# NREMT study time.



## norcalpremt (Dec 18, 2008)

I just finished up my basic class yesterday with a 98.3% in the class. Im waiting on the program director to update my status on the NREMT website. 

Should i wait a week to study up or just jump into the test after a quick review so the info is still fresh in my head?


----------



## rhan101277 (Dec 18, 2008)

I passed class just on Monday.  Instructor updated the website in front of us.  I was able to go ahead and take registry, even though my practical grades weren't posted yet.  Took practical Wednesday after a small review and then found out I passed today.  I think its better to take it while everything is fresh.


----------



## phabib (Dec 18, 2008)

I say sign up and take it the next week if you can.

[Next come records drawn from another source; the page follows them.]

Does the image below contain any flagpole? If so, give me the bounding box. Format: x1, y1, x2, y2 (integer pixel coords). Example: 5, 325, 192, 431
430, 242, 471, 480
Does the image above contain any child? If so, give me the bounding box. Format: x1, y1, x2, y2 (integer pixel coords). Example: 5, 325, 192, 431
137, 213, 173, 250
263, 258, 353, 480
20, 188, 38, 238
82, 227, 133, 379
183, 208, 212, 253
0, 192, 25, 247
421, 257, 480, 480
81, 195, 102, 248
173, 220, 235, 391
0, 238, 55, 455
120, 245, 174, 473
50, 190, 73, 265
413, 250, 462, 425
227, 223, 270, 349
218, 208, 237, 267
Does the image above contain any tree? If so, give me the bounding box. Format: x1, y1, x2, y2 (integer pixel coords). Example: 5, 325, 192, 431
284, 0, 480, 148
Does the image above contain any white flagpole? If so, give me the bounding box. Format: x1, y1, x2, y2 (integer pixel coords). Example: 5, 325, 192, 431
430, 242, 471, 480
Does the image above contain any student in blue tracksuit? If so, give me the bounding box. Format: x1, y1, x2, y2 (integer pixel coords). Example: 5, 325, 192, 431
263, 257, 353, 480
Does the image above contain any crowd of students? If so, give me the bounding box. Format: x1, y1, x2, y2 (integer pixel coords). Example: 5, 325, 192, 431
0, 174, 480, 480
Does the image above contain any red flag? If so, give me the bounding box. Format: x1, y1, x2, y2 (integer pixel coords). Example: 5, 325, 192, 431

I waited about 6 months and had to do some intensive review (learning about 40% of the material again). No point waiting. If you have the funds for the test, take care of it now. You never know what will come up later and delays can make it much harder to pass.


----------



## rchristi (Dec 18, 2008)

The sooner the better for the test. There are statistics that back this up posted in one of the threads about the NREMT test


----------



## rhan101277 (Dec 18, 2008)

I hope i don't forget how to save lives between now and the time I get a job.  I hope its like riding a bicycle.


----------



## norcalpremt (Dec 18, 2008)

take it soon sounds like a plan. just waiting on the program director to upload grades to NREMT.org now. Ill let you know how i do.


----------



## Ridryder911 (Dec 19, 2008)

NREMT studies have demonstrated the longer you await to take the test, the higher the fail rate.

You decide. 

R/r 911


----------